The whole time I’ve been here at Wakarusa, I’ve been trying to find a good balance between writing, documenting and photographing for nodepression.com, and releasing my party wrath. It wasn’t until last night, one night before the festival ended that I found that balance.
I started out the day by the river with some people Ive met, and when one of them passed out of drinking a box of Franzia we stacked stones on his body. I’m actually surprised he didn’t die, those stones weighed a lot, and we were not gentle. The stone structure collapsed on top of him numerous times, until eventually he woke up with a look of wonder and horror to about 80 pounds of rocks on his pelvic bones. It was fun though. The perfect revitalizing escape we all needed from the immense crowds and heat, but I still hadn’t found a balance.
The crowd at Mumford and Sons went wild, kicking up a thick cloud of dust that froze in the air for about an hour. I watched as people around me cried, danced and sang to the beautiful lyrics of Mumford, and as I was in the photo pit I even found myself tearing up a little bit. Being that close to a band like Mumford allows you to see the strain their face while they sing, the beads of sweat on their forehead but more than anything you see the heart of this band, which is profound.
This is Sharon Jones just milliseconds before thrusting her hips to the side. That woman, aside from being hysterically funny, has the energy of a thousand Chihuahuas. There was not an inch of that stage that Sharon’s toes didn’t dance on. She was really fun to see.
I met up with my friend Kayla for Thievery Co. after putting everything tied to responsibility in my car; camera, computer, backpack and my shirt. We danced for the bulk of the show, retiring to the grass and lost ourselves in the stars. People were releasing flaming balloons into the air by the dozens. The balloons are made of thin paper, with an oil lantern in the bottom that heats the balloon upwards. As a result, new constellations were born in the sky, making it hard to differentiate stars and flying lanterns.

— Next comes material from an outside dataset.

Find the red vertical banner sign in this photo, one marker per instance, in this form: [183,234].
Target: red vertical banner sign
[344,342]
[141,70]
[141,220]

We checked out Big Gigantic, Kayla pushed her way through thousands of people, pulling me behind her. The crowd was insane, chaotic, frantic, happy. Everyone was dancing, but not normal dancing. It was the kind of hard dancing that people do when their is no one there to watch. I was still for a few minutes. Kayla was droppin it like it was hot. I was wrestling with the idea of getting my camera, to document what I was seeing. But then something happened. I said fuck it, “this is for me,” and I danced. I had finally found the balance.